Movies

New film "Oceans" gives fish-eye view of sea life

(Agencies)
Updated: 2009-12-08 08:53

New film
French producer and director Jacques Perrin poses during
an interview about his film "Oceans" in Paris December 5, 2009.

PARIS - New French film "Oceans" not only allows viewers to swim among the fish, but opens a window on underwater lives filled with emotion and fraught with danger.

It is over fifty years since celebrated French diver and filmmaker Jacques Cousteau shot the documentary "The Silent World" and technical advances have made it easier to capture life from the perspective of a fish, the film's directors say.

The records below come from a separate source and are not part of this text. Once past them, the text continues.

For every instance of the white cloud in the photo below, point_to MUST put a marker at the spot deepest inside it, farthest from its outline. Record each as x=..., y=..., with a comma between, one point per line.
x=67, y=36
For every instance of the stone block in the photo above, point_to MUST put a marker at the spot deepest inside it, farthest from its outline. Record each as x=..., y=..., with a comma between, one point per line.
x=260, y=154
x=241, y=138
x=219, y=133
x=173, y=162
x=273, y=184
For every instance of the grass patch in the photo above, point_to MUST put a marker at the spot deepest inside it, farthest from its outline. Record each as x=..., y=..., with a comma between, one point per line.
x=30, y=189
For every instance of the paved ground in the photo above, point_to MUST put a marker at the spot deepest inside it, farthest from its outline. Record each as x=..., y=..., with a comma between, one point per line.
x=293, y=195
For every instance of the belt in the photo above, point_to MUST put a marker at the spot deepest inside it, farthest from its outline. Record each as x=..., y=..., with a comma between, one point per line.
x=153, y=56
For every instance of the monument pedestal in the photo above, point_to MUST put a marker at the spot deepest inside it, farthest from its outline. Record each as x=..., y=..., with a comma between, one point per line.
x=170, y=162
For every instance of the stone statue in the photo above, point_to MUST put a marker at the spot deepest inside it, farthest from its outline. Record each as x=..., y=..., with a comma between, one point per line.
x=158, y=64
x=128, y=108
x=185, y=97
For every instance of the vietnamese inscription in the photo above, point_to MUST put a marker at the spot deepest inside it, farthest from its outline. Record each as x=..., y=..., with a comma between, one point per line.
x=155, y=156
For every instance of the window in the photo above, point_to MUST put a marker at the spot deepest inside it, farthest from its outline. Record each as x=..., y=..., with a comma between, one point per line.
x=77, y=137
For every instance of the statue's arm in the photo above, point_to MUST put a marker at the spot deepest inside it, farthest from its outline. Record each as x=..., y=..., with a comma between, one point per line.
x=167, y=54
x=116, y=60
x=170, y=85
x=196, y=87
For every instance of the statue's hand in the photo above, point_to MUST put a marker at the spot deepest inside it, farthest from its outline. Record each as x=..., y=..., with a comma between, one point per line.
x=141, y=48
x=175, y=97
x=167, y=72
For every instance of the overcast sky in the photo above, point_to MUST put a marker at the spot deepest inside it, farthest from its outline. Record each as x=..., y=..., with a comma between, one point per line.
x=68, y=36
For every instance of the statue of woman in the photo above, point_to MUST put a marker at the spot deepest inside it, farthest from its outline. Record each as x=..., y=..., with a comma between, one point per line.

"We invented all these devices to be fish amongst the fish, to witness what we have done to our environment and, when there are big catches or pollution, to see it as the fish see it," one of directors, Jacques Perrin, told Reuters.

It is more than 10 years since "Microcosmos," the award-winning exploration of the life of insects which Perrin narrated and which provided an eerily close-up look at tiny creatures living in grass.

Thanks to new camera techniques, "Oceans" allows for jarringly violent shots of spider crab wars, full-tilt dolphin chases, portraits of sea creatures caring for their young and wonderfully ugly oddities such as the Asian sheeps-head wrasse.

"Our machines do not open with one spectacular character but with an intimacy with an animal one has never seen until now and which, just like that, we become attached to," added Perrin.

New methods include encasing cameras in special boxes, allowing divers to glide alongside skates or swim shoulder to fin with large white sharks.

After two years of preparation, four years of filming and one of editing, "Oceans" comes out in France on January 27, a month after the environmental summit in Copenhagen.

Perrin, a supporter of French environmentalist Nicolas Hulot, said he does not feel the need to preach but hopes to contribute to the debate on environmental protection.

"Oceans" was shot in sea sanctuaries over more than 70 expeditions across the world. Some of the film's scenes take place in a museum of extinct species, made more haunting with the knowledge that the animals died out because of humankind.

"That was the case with the dolphin in the Yangtze (river) which we had planned to film, but the last one disappeared during filming," said co-director Jacques Cluzaud.

One camera, placed in a "mid-air mid-water" device, follows a seal as it curiously noses a supermarket trolley on the filthy seabed, then surfaces to take in a grey industrial complex at the water's edge.

In one scene, a shark caught in a trawling net is thrown back into the water, bleeding heavily from where its fin was cut off to be eaten as a delicacy. The gasping shark is shown drifting down to the dark seabed, followed by a plume of blood.

Perrin is nevertheless optimistic on the future of oceans.

"The cry of hope is stronger than the cry of alarm," Perrin said. "The sea is still rich, we've made it bleed and mutilated it, but it is there and if we want, things could start anew."